Le « Protecteur » est une figure facultative mais souvent recommandée dans les fiducies complexes.
C’est un tiers indépendant nommé pour surveiller le fiduciaire.
Pourquoi nommer un Protecteur ?
Le constituant se dessaisit de sa propriété. Même s’il a confiance dans le fiduciaire, il peut
craindre un excès de zèle ou une erreur de gestion.

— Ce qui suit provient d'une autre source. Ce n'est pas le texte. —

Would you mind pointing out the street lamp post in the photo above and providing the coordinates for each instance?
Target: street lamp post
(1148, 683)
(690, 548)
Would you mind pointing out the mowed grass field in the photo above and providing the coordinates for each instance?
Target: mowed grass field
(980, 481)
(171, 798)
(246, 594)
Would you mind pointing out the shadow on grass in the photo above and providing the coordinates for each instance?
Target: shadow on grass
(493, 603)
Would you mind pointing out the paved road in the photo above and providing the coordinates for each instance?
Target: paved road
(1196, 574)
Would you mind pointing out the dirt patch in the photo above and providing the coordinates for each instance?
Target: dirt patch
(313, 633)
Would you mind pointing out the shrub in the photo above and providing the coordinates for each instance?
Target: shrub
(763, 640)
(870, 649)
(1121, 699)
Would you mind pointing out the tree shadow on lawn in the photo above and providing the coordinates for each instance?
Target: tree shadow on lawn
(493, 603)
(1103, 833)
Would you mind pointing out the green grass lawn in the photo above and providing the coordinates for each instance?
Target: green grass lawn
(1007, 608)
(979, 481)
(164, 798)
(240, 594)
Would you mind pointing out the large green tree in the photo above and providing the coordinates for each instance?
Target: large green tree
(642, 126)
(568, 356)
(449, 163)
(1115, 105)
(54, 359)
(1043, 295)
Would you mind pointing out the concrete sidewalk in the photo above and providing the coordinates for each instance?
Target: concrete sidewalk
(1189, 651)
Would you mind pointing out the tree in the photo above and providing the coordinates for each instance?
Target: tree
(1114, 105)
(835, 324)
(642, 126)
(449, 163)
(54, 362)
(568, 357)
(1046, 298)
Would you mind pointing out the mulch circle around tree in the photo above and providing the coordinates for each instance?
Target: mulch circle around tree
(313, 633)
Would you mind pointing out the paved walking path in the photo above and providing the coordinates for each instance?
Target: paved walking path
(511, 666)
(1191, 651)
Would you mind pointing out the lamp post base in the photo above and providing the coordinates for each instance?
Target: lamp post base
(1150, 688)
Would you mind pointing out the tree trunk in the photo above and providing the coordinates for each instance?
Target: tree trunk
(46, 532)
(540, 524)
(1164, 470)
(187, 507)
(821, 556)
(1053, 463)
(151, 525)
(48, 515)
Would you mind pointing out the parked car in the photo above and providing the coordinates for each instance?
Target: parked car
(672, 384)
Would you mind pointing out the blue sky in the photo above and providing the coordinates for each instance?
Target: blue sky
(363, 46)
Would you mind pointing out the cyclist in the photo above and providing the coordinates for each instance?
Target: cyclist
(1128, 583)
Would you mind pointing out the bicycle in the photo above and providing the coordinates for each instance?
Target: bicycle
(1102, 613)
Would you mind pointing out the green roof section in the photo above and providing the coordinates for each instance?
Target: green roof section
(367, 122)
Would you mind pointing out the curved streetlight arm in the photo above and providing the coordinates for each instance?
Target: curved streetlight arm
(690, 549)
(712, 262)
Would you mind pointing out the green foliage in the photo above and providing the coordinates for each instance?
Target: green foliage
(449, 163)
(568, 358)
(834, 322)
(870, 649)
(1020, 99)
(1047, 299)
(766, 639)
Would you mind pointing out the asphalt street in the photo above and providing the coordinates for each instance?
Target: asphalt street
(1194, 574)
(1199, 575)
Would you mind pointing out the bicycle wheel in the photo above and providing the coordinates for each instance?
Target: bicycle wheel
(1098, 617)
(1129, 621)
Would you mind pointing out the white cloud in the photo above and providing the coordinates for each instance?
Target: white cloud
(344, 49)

Le Protecteur est là pour rassurer.
Ses missions types :
- Donner son avis ou son accord avant certains actes graves du fiduciaire (ex:
vente d’un actif stratégique). - Remplacer le fiduciaire en cas de défaillance ou de conflit d’intérêts.
- Vérifier les comptes de la fiducie.
« Le Protecteur est le contre-pouvoir nécessaire pour éviter que la fiducie ne devienne une boîte
noire. »
Qui peut être Protecteur ?
Souvent un avocat, un expert-comptable ou une personne de confiance de la famille ou de l’entreprise.
Il ne doit pas être en conflit d’intérêts avec le fiduciaire.
Chez Bensaid Avocats, nous conseillons souvent la nomination d’un Protecteur dans les
fiducies-gestion familiales ou les fiducies-sûretés portant sur des actifs opérationnels critiques,
pour garantir un équilibre des pouvoirs.